Apart from precision fermentation, biomass fermentation is yet another technology where microbes are fermented using greenhouse gas as energy source. The microbe multiplies in fermentation tanks, wolfing down a pollutant like methane, and turning itself into a protein. Unlike precision fermentation, the process does not involve genetic engineering. The final product is a flour-like protein powder with a meaty flavour.

String Bio, a Bengaluru based startup, identified a bacteria strain which thrives on methane—a greenhouse gas and a major source of emissions in the livestock industry—to make proteins which can be used in both human and animal nutrition products. Last July, it raised $20 million from investors. String Bio is now setting up a commercial scale manufacturing facility at Tumkur, Karnataka.

“Our goal is to make sustainability market relevant. Which means it must be easy for consumers to transition from existing products to sustainable solutions. At a commercial scale, we can offer our proteins at the same price point as farm grown proteins," said Ezhil Subbian, CEO and co-founder of String Bio.
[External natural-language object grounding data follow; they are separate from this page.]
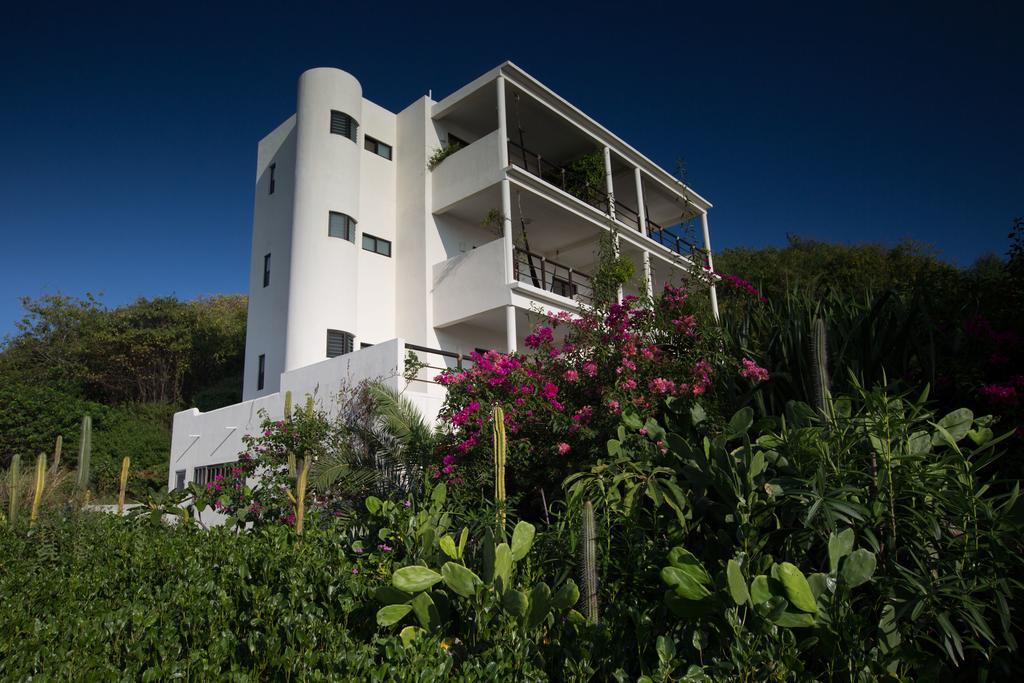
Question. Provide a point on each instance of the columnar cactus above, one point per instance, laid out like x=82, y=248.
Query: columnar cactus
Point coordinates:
x=501, y=452
x=588, y=563
x=37, y=498
x=13, y=485
x=125, y=464
x=84, y=454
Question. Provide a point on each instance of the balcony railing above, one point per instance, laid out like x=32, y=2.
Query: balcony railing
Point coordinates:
x=552, y=276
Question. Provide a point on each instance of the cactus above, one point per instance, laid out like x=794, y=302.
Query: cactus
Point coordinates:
x=588, y=563
x=56, y=451
x=500, y=455
x=37, y=498
x=13, y=484
x=125, y=464
x=819, y=368
x=84, y=454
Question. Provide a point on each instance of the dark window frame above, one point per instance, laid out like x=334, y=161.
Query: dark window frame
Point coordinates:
x=341, y=343
x=375, y=145
x=376, y=244
x=344, y=125
x=348, y=226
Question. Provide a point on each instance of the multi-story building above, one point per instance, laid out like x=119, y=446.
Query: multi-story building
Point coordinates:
x=441, y=229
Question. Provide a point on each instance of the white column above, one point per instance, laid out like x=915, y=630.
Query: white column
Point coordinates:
x=711, y=263
x=642, y=219
x=510, y=335
x=609, y=185
x=503, y=129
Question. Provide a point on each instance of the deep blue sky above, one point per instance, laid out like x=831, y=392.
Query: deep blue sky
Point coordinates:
x=130, y=133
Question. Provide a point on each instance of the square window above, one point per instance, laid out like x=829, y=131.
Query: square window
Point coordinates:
x=341, y=225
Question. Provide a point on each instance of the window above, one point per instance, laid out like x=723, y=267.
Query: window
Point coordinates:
x=206, y=473
x=376, y=245
x=339, y=343
x=341, y=225
x=342, y=124
x=378, y=147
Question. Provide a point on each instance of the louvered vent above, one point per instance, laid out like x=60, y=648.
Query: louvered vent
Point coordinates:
x=339, y=343
x=342, y=124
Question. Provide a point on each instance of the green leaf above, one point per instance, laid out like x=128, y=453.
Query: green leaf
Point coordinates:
x=683, y=559
x=739, y=423
x=957, y=423
x=460, y=580
x=515, y=603
x=737, y=587
x=759, y=590
x=540, y=604
x=522, y=540
x=858, y=567
x=685, y=586
x=566, y=596
x=503, y=565
x=448, y=545
x=840, y=545
x=414, y=579
x=426, y=611
x=392, y=614
x=797, y=589
x=410, y=634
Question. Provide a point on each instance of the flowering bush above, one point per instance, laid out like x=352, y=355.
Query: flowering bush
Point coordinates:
x=564, y=395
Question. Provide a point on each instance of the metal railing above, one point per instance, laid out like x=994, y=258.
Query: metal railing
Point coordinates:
x=552, y=276
x=461, y=361
x=556, y=175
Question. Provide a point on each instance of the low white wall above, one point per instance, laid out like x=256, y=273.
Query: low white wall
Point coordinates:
x=470, y=284
x=209, y=438
x=466, y=172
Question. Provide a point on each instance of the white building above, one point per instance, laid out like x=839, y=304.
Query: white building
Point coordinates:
x=364, y=246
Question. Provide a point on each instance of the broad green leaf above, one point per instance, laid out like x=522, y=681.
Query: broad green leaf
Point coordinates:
x=685, y=586
x=410, y=634
x=683, y=559
x=392, y=614
x=503, y=565
x=797, y=589
x=737, y=587
x=414, y=579
x=957, y=423
x=515, y=603
x=522, y=540
x=566, y=596
x=739, y=423
x=448, y=545
x=858, y=567
x=840, y=545
x=460, y=580
x=759, y=590
x=540, y=604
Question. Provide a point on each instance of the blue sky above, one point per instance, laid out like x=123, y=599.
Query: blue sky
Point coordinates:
x=130, y=134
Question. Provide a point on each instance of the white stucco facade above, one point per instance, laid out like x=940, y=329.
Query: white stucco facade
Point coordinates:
x=457, y=257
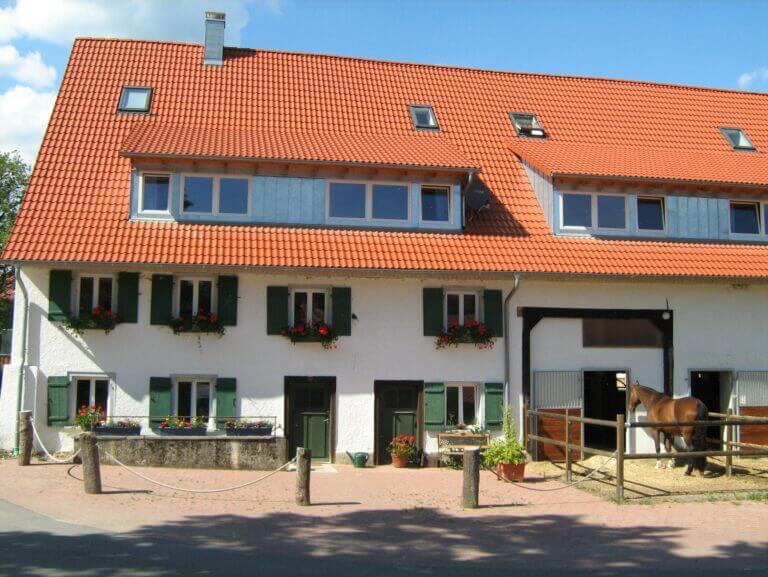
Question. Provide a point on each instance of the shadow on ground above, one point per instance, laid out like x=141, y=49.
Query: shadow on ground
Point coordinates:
x=418, y=542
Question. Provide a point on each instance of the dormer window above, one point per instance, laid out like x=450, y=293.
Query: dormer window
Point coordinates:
x=737, y=139
x=423, y=117
x=527, y=124
x=135, y=99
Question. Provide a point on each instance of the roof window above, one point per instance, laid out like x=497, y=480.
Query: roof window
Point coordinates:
x=737, y=139
x=135, y=99
x=527, y=124
x=423, y=117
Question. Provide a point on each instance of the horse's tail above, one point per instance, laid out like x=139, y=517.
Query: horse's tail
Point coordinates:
x=700, y=436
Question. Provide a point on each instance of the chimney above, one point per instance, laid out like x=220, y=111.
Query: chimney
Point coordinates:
x=214, y=39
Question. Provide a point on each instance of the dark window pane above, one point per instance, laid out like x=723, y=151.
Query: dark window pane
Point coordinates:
x=155, y=193
x=86, y=295
x=435, y=203
x=650, y=214
x=390, y=201
x=611, y=212
x=198, y=194
x=744, y=218
x=233, y=196
x=577, y=210
x=347, y=200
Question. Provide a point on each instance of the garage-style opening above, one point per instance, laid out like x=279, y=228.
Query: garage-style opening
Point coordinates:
x=605, y=396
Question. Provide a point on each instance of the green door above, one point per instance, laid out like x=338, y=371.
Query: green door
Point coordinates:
x=397, y=414
x=309, y=413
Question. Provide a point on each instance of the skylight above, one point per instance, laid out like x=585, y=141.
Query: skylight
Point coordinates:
x=423, y=117
x=737, y=138
x=135, y=99
x=527, y=124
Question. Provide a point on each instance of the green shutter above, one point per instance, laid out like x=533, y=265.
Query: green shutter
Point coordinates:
x=494, y=312
x=433, y=311
x=494, y=405
x=228, y=300
x=341, y=297
x=159, y=399
x=59, y=295
x=434, y=406
x=58, y=400
x=162, y=299
x=226, y=397
x=277, y=309
x=128, y=297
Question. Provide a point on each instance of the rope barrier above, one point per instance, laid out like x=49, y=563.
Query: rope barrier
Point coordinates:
x=51, y=457
x=200, y=491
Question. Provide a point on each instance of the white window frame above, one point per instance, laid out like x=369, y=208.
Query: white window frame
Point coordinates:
x=460, y=416
x=448, y=188
x=369, y=184
x=216, y=194
x=195, y=280
x=310, y=299
x=95, y=277
x=149, y=212
x=461, y=293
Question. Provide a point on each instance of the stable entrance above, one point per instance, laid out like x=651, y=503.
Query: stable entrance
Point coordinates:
x=309, y=415
x=397, y=413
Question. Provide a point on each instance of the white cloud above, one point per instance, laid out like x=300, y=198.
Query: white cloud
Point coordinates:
x=29, y=70
x=24, y=114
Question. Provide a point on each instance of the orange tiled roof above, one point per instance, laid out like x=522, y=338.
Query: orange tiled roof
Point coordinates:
x=77, y=208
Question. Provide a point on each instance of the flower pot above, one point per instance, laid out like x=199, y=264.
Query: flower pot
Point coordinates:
x=399, y=461
x=511, y=472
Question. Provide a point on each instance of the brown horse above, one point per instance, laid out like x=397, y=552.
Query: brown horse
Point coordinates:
x=662, y=408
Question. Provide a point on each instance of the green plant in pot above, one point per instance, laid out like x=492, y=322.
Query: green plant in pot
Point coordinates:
x=506, y=455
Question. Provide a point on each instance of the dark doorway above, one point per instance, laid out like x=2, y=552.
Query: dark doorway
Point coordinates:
x=309, y=415
x=397, y=413
x=605, y=396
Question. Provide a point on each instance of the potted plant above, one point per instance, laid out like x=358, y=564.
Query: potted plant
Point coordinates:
x=183, y=427
x=402, y=449
x=119, y=427
x=506, y=455
x=245, y=427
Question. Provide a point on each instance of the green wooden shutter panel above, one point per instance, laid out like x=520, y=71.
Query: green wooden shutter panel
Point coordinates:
x=341, y=298
x=277, y=309
x=162, y=299
x=494, y=405
x=433, y=311
x=128, y=297
x=226, y=397
x=59, y=295
x=159, y=399
x=58, y=400
x=434, y=406
x=228, y=300
x=494, y=312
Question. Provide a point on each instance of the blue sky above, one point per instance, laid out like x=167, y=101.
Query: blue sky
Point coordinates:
x=707, y=43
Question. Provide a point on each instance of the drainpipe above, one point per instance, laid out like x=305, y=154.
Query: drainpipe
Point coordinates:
x=23, y=365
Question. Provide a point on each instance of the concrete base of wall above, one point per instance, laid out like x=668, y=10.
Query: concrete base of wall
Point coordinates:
x=253, y=453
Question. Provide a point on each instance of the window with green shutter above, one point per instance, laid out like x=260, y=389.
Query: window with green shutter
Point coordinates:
x=434, y=406
x=59, y=295
x=494, y=405
x=58, y=400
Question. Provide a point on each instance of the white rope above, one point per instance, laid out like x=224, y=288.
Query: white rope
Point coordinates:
x=51, y=457
x=127, y=468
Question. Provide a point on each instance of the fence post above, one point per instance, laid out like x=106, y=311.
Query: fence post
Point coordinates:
x=25, y=438
x=303, y=468
x=470, y=489
x=728, y=446
x=89, y=454
x=568, y=464
x=621, y=433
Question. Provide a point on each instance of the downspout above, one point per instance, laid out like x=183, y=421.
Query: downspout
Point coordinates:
x=23, y=365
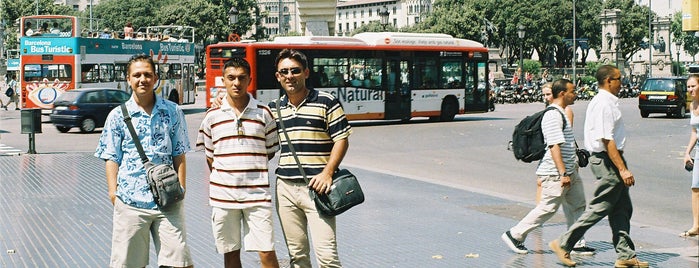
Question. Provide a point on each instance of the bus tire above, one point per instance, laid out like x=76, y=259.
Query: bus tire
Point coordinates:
x=87, y=125
x=449, y=109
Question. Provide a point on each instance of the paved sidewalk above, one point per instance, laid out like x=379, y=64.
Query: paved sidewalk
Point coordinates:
x=54, y=212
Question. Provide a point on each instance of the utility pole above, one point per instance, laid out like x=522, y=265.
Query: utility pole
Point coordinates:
x=3, y=60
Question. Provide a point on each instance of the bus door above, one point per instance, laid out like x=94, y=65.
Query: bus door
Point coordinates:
x=397, y=88
x=476, y=97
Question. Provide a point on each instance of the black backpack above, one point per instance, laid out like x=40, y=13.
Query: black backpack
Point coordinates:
x=528, y=140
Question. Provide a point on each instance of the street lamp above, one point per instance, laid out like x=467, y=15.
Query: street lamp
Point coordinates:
x=233, y=15
x=617, y=42
x=383, y=15
x=678, y=46
x=520, y=34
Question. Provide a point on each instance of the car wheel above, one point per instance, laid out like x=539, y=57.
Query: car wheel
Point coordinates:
x=681, y=112
x=87, y=125
x=449, y=110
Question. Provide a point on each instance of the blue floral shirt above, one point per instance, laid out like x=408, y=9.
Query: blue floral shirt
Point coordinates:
x=163, y=134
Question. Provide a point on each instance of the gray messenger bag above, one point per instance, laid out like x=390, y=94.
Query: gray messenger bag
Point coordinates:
x=162, y=178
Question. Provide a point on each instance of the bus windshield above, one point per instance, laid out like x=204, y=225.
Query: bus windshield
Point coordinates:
x=48, y=27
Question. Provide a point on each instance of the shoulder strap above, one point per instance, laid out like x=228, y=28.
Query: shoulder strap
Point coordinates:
x=288, y=141
x=559, y=111
x=134, y=136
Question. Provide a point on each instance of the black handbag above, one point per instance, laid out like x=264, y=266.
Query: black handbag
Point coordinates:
x=345, y=191
x=583, y=156
x=162, y=178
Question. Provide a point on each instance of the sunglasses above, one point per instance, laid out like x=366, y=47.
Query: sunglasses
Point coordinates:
x=293, y=71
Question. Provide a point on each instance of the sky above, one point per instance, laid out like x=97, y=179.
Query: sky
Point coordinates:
x=663, y=7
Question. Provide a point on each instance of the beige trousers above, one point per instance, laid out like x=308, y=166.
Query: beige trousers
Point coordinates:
x=299, y=218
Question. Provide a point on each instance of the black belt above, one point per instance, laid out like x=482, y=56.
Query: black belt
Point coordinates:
x=604, y=153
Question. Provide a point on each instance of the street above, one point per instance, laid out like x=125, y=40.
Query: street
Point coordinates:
x=404, y=169
x=469, y=153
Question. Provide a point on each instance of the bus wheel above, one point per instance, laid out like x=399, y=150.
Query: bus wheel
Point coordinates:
x=449, y=108
x=87, y=125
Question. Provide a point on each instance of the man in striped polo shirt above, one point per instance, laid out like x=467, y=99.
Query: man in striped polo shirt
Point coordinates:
x=319, y=131
x=557, y=171
x=239, y=138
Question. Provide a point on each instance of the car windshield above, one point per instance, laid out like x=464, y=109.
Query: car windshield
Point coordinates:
x=68, y=97
x=659, y=85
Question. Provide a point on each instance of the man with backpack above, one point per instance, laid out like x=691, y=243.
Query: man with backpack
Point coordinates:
x=605, y=137
x=557, y=171
x=13, y=96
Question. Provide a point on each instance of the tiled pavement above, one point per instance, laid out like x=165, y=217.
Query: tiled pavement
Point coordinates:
x=54, y=212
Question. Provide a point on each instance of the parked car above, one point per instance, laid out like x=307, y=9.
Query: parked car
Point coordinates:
x=85, y=108
x=664, y=95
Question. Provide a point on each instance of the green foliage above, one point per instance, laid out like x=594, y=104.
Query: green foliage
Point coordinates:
x=531, y=66
x=591, y=68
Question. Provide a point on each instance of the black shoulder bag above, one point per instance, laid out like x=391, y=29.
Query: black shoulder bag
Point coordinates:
x=345, y=191
x=162, y=178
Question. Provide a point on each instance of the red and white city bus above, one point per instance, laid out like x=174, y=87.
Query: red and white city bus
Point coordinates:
x=374, y=75
x=56, y=55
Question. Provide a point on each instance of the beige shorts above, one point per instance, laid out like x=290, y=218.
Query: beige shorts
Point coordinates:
x=254, y=223
x=132, y=232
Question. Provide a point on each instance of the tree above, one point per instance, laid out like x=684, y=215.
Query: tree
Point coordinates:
x=634, y=24
x=114, y=14
x=190, y=12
Will consumers be repulsed by the thought of eating microbes as a protein source? May be not, since many are paying a premium for products like probiotic yogurt, teeming with active bacteria, for better gut health.

“Like the invention of farming, farm-free food (made from microbial fermentation) could catalyze entirely new diets, which could one day become as familiar as bread and cheese," wrote George Monbiot, environment writer and columnist at The Guardian, in a new book titled Regenesis: feeding the world without devouring the planet.

But Monbiot also added a caveat to the promise that fermentation holds: to be watchful of the danger of large food companies capturing this ‘revolution’ and replicating the fault lines of existing food systems, one where big business dominates supply chains and nutritional outcomes for the vast majority of the world’s population.

If the fermentation hype does come to fruition, there will be another pressing question to mull over. What will become of millions of small farmers across the global south, dependent on rearing livestock for a living?